Language tools and resources

In the course of our R&D activities, and as instrumental assets for the execution of our projects, we developed or are developing the following tools and resources:

LXGram
Computational grammar for deep linguistic processing of Portuguese. Developed within the DELPH-IN consortium.

LX-NER
Named Entity Recognizer.

LX-Conjugator
Fully fledged automatic verbal conjugator for Portuguese, including all forms of clitic conjugation.

LX-Lemmatizer
Fully fledged automatic verbal lemmatizer for Portuguese.

LX-Inflector
Fully fledged automatic nominal lemmatizer for Portuguese.

LX-Inflection Tables
Full coverage tables with rules and exceptions for Portuguese verbal and nominal inflection.

LX-Suite
The three tools below are available online, as the LX-Suite.

LX-Tagger
Automatic part of speech tagger for Portuguese.

LX-Tokenizer
Automatic segmenter of lexemes of Portuguese.

LX-Splitter
Automatic segmenter of paragraphs and sentences of Portuguese.

LX-Closed Classes Lexicon
Full coverage lexicon for the Portuguese POS closed classes.

Constituency Parser
LX-Parser is a freely available on-line service for constituency parsing of Portuguese sentence.

Treebank Searcher
CINTIL-Treebank Online Searcher is a freely available online service to search and view the parser and dependency tree of the CINTIL-Treebank.

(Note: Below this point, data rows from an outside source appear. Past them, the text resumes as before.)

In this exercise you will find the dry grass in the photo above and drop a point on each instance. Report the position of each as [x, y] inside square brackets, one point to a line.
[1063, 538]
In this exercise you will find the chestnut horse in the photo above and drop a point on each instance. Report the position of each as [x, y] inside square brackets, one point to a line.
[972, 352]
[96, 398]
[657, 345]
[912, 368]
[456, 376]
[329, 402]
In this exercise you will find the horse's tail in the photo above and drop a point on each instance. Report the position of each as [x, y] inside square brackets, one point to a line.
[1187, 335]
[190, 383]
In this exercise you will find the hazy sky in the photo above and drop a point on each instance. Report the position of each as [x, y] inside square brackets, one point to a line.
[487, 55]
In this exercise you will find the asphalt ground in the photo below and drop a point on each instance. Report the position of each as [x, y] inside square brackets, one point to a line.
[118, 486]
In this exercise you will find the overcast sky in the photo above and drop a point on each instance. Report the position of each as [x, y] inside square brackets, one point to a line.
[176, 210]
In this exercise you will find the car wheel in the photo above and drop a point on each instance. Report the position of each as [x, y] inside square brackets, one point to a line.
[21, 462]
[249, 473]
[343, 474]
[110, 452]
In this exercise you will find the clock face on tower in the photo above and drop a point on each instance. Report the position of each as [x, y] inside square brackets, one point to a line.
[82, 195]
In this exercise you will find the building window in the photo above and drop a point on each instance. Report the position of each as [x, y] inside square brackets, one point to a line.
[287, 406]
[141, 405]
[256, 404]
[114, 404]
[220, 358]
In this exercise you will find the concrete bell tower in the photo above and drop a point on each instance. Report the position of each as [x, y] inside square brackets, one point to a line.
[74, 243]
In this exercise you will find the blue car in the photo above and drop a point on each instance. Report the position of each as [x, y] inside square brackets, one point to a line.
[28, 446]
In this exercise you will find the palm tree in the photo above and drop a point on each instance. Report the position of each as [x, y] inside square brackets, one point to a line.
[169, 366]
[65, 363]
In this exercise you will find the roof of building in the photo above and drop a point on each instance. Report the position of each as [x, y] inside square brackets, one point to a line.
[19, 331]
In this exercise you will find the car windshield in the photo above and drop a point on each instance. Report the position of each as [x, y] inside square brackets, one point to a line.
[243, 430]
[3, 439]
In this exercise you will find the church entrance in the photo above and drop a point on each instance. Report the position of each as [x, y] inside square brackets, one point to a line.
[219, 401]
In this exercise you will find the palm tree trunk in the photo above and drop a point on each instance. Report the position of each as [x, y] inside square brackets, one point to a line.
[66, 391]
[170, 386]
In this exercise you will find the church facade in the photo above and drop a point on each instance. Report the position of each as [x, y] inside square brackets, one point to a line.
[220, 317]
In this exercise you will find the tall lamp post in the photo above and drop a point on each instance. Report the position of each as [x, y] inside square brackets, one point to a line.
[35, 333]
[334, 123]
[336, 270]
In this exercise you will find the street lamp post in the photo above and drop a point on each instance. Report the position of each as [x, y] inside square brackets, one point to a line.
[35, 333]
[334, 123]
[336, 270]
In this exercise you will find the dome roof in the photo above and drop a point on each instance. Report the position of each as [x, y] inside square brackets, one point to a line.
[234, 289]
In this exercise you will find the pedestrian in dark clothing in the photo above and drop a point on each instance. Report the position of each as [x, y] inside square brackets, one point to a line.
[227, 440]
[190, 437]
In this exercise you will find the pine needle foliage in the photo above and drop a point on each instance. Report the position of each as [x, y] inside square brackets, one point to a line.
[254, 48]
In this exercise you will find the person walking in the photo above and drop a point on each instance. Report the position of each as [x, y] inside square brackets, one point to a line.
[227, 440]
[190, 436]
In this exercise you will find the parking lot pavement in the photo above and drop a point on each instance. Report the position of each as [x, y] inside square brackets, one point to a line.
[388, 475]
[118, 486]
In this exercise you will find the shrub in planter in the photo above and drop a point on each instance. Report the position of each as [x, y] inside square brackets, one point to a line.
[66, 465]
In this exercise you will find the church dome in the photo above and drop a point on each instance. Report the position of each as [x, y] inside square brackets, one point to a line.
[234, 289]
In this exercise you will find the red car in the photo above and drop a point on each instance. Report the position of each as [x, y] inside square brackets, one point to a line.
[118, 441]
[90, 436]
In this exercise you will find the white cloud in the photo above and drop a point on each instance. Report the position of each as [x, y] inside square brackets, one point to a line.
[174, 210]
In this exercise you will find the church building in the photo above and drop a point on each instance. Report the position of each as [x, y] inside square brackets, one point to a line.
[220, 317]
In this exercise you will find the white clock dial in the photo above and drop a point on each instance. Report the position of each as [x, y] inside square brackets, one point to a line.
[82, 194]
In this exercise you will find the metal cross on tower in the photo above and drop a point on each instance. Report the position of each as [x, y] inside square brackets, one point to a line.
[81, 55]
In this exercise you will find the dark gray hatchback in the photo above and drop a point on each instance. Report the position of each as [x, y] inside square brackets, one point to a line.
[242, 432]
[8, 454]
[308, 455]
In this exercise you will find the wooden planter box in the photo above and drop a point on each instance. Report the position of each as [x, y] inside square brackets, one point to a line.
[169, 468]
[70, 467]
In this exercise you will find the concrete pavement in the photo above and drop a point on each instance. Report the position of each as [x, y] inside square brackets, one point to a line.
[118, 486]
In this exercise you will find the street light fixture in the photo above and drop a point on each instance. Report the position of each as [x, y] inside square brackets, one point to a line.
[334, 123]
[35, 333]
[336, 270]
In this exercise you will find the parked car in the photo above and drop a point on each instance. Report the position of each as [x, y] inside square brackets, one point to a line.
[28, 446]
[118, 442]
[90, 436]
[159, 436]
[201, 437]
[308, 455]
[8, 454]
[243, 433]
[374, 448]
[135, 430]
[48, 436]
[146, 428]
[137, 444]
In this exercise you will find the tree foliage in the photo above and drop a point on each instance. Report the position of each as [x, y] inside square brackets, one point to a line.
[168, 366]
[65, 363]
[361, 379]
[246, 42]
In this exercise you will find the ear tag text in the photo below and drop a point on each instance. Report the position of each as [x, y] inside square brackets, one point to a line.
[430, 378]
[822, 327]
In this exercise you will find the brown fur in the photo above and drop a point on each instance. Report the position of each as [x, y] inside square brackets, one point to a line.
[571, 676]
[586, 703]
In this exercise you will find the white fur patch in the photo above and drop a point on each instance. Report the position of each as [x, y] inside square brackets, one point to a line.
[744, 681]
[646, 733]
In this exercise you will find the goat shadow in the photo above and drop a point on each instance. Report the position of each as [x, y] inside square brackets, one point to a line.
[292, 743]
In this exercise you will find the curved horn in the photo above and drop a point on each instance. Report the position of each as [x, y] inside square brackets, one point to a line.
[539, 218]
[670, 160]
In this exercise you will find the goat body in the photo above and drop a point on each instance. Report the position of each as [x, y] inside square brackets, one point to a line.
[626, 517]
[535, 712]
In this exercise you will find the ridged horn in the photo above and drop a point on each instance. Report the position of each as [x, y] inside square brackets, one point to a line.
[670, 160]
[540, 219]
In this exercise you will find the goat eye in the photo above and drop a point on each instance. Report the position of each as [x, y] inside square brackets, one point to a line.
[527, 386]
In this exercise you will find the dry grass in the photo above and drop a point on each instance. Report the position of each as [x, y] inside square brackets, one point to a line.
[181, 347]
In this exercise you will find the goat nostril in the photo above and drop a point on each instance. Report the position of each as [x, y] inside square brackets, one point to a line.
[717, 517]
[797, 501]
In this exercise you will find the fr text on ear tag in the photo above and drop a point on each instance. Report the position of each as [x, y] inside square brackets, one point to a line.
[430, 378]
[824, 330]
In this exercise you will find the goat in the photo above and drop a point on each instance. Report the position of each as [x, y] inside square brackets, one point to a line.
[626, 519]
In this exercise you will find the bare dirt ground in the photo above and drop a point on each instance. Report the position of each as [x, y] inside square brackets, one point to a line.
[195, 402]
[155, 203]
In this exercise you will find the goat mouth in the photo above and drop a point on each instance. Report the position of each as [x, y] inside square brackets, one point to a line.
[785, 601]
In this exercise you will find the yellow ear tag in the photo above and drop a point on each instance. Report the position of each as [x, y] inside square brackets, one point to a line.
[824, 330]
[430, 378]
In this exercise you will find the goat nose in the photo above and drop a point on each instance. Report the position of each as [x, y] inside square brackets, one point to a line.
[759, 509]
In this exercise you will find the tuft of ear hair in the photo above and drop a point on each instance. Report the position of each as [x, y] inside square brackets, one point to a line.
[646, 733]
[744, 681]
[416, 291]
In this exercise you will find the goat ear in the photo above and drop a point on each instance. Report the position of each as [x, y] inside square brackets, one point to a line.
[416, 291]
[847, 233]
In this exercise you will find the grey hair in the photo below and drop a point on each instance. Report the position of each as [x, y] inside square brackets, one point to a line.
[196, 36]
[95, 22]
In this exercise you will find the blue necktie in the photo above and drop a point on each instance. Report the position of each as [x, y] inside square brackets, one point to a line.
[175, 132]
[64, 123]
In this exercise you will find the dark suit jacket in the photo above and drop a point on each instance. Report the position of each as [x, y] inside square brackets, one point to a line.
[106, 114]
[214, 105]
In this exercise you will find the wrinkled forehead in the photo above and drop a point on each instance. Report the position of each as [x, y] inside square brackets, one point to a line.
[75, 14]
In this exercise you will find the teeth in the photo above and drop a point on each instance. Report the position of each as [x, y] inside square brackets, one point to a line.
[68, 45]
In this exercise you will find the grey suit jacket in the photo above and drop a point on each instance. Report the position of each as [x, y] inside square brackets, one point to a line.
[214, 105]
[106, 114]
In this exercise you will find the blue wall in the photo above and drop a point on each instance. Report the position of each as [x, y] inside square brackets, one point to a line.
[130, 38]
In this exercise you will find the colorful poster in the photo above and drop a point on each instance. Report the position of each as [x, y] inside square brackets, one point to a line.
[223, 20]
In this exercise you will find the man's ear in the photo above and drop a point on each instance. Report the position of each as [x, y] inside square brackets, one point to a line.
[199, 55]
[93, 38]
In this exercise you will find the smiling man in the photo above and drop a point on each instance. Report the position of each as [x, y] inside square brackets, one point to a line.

MWNPT-International WordNet of Portuguese
WordNet of Portuguese with ca. 16 500 concepts and 21 000 word senses (May 2008). Developed in coperation with MultiWordnet project of ITC-Irst from Trento, Italy.

CINTIL - Corpus Internacional do Português
High quality, linguistically interpreted, accurately hand tagged 1Mtoken corpus wrt POS, inflection and NER. To be distributed soon via ELRA. Developed and maintained in cooepration with CLUL-Centro de Linguística da Universidade de Lisboa.

CINTIL Concordancer
Advanced, freely available online concordancer for the CINTIL corpus. Developed and maintained in coperation with CLUL-Centro de Linguística da Universidade de Lisboa.

CINTIL TagSet
Exhaustive set of part of speech tags for Portuguese, including coverage of transcriptions of verbal productions. This is the tagset used in the annotation of the CINTIL corpus. It is also the the tagset assumed for the operation of the tools LX-Tagger, LX-Inflector, LX-Conjugator and LX-Lemmatizer.

CINTIL Annotation Manual
The companion manual of CINTIL corpus with explicit guidelines for annotation/interpretation.

CINTIL-Treebank

The CINTIL-Treebank is a corpus of syntactic trees of constituencies, composed of sentences taken from the CINTIL-International Corpus of Portuguese.

Nexing Corpus
Corpus with the transcriptions of syllogistic reasoning protocols.